The team said it has already lined up clients, including CoinList, Bitso and TrueUSD.
A team of former Jane Street and PIMCO traders have raised $15 million to produce a proof-of-solvency protocol for centralized exchanges, stablecoin issuers and other asset managers in the crypto space, according to a press release from the team shown to Cointelegraph. Called “Proven,” the new protocol allegedly uses zero-knowledge proofs to reveal an institution’s assets and liabilities without revealing the personal data of customers.
According to the press release, the Proven team consists of quantitative traders, portfolio managers, and researchers from Wall Street firms Two Sigma, Elm Partners, Pimco, Jane Street and others. The initial $15 million seed round was led by crypto-oriented venture capital fund Framework Ventures.
Jane Street was also the former employer of Sam Bankman-Fried, who is accused of fraud after the collapse of his crypto exchange, FTX. Proof-of-solvency protocols attempt to make exchanges more transparent in order to avoid another FTX-like disaster.

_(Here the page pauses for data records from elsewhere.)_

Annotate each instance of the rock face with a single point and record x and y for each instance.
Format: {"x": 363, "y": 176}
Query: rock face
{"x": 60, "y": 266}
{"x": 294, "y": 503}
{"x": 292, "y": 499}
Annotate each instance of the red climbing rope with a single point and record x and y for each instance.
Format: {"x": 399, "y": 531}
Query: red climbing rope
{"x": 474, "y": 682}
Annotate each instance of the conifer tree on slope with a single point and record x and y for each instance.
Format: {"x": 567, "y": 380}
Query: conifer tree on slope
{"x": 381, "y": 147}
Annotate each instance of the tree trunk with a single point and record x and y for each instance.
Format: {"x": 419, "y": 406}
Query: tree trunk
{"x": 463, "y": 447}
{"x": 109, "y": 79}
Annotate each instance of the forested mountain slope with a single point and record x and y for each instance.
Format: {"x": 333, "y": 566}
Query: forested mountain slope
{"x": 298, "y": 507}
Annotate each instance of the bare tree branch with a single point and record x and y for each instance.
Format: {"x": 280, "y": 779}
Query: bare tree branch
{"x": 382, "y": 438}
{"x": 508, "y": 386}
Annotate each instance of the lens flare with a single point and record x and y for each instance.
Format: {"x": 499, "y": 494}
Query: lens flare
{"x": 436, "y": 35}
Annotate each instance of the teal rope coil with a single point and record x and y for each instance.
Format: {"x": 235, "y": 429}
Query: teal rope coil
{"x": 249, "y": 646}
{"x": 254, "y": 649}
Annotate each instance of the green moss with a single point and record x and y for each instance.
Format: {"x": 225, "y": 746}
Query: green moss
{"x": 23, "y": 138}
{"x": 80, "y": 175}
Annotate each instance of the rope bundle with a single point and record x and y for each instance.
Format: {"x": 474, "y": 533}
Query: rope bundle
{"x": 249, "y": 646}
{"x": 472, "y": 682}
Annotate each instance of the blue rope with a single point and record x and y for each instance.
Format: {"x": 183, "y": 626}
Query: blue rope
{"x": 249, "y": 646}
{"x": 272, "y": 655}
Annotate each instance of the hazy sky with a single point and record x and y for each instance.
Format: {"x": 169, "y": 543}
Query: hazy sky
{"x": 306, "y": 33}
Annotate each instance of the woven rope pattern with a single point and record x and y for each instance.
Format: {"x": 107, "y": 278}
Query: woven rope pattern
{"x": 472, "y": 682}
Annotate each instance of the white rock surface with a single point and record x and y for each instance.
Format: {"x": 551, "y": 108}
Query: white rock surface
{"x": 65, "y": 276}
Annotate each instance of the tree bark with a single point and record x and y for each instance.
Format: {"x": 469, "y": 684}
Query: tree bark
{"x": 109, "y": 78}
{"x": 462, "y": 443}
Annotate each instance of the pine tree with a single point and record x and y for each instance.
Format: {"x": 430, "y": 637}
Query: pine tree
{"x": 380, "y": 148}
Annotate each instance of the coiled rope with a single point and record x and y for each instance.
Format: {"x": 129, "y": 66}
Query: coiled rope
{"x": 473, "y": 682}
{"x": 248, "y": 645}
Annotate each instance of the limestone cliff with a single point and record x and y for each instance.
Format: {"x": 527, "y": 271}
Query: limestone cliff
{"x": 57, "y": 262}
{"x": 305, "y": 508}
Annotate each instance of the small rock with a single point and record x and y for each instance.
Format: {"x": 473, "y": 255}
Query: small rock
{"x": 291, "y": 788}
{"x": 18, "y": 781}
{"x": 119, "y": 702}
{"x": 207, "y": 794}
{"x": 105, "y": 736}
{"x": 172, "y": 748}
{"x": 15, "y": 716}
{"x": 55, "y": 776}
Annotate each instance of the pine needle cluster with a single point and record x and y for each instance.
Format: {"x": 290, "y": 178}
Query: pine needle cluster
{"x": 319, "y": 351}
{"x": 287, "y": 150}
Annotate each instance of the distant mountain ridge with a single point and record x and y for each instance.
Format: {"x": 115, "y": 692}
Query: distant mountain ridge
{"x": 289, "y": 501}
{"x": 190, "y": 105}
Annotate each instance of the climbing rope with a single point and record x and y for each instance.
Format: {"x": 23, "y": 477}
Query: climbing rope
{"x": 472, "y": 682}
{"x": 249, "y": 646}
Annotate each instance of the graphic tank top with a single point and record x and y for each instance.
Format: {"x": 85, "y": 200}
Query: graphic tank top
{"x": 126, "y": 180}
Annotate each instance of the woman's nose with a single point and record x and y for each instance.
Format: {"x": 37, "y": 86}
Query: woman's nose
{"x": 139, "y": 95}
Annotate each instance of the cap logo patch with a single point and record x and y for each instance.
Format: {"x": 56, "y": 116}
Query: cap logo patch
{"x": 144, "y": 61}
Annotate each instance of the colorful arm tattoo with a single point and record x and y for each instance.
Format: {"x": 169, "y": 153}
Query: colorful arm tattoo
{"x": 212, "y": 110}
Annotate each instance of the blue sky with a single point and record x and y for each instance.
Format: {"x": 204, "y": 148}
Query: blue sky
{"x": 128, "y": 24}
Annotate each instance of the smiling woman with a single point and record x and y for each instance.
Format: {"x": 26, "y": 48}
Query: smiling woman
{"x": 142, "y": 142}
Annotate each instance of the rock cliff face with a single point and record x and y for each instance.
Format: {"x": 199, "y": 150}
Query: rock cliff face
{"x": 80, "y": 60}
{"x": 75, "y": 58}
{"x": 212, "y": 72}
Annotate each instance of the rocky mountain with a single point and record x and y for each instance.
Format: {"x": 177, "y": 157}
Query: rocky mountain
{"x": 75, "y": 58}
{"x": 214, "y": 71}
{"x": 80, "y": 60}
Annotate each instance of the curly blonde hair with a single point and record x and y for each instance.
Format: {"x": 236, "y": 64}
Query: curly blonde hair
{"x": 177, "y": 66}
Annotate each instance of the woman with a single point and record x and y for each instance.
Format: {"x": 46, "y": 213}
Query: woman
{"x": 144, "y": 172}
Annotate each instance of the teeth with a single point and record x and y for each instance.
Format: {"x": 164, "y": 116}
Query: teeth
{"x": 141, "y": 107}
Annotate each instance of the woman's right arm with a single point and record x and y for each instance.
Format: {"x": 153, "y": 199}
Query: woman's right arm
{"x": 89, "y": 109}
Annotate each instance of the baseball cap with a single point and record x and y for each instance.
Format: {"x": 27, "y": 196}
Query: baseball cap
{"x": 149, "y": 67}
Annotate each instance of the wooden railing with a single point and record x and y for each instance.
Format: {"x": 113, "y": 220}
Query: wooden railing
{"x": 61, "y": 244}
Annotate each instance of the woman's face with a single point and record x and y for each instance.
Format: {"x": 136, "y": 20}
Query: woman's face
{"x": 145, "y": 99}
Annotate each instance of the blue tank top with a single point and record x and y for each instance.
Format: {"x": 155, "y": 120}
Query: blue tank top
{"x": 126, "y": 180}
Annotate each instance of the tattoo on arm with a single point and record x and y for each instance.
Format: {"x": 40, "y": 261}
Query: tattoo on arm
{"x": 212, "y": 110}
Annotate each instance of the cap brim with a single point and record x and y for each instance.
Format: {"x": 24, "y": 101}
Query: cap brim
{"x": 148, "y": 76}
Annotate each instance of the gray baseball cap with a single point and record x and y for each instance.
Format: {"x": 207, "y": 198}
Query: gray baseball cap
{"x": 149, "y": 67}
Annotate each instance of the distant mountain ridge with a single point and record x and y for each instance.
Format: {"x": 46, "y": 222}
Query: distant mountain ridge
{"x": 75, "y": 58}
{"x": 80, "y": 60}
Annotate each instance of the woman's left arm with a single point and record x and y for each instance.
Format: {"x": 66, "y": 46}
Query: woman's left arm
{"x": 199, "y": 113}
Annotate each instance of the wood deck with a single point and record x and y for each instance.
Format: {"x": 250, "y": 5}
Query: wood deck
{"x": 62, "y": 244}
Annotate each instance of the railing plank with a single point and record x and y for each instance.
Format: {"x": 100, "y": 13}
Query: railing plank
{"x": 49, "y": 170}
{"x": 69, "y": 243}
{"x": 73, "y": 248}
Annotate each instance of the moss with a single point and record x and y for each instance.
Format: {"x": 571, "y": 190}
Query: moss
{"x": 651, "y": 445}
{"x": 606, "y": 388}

Richard Dewey, co-founder of Proven, expressed hope that the new protocol will allow crypto firms to regain the trust of the public while simultaneously protecting privacy, stating:
“The last few months have highlighted an issue that has long plagued both traditional financial and digital asset firms – efficiently fostering trust with customers while maintaining a necessary level of privacy. […] We designed Proven to be a win-win solution that enables customers and regulators to have confidence […] while at the same time protecting sensitive customer information.”
The Proven team said that it already has a list of pilot clients, including CoinList, Bitso, TrueUSD and M11 Credit.
Related: Polygon launches ID product based on ZK proofs
Since the collapse of FTX last year, many centralized exchanges, stablecoin issuers and other crypto custodians have sought to increase transparency by providing cryptographic proof of assets and liabilities. However, providing these proofs has turned out to be a challenge. Although most firms have been able to verify their on-chain assets, liabilities incurred off-chain have been much more difficult to prove to a skeptical public.
Gate.io, OKX, Kraken and other exchanges have attempted to disclose liabilities through cryptographic Merkle trees. This has allowed users to prove that their balances were included in the company’s liability statements. However, this has also been criticized for allegedly allowing companies to falsify liabilities by including negative balances.
Zero-knowledge (ZK) proof of solvency allegedly fixes this problem by allowing the exchange to use ZK proofs to show that customer balances are non-negative, according to app developer sCrypt’s technical explanation of the concept.
However, not all experts on zero-knowledge proofs agree that this process will work. For example, Aleph Zero blockchain founder Matthew Niemerg told Cointelegraph in a statement:
“While zero-knowledge proofs can be used to provide guarantees regarding on-chain balances, they become rather limited in auditing the solvency of a firm unless all liabilities are published (using cryptographic techniques) on-chain. Even then, there are no assurances that all liabilities are disclosed. In short, cryptography will not solve this problem in the even more pathological situation when the party being audited is deceitful.”
So, the debate over whether centralized participants can ever be truly transparent continues to rage.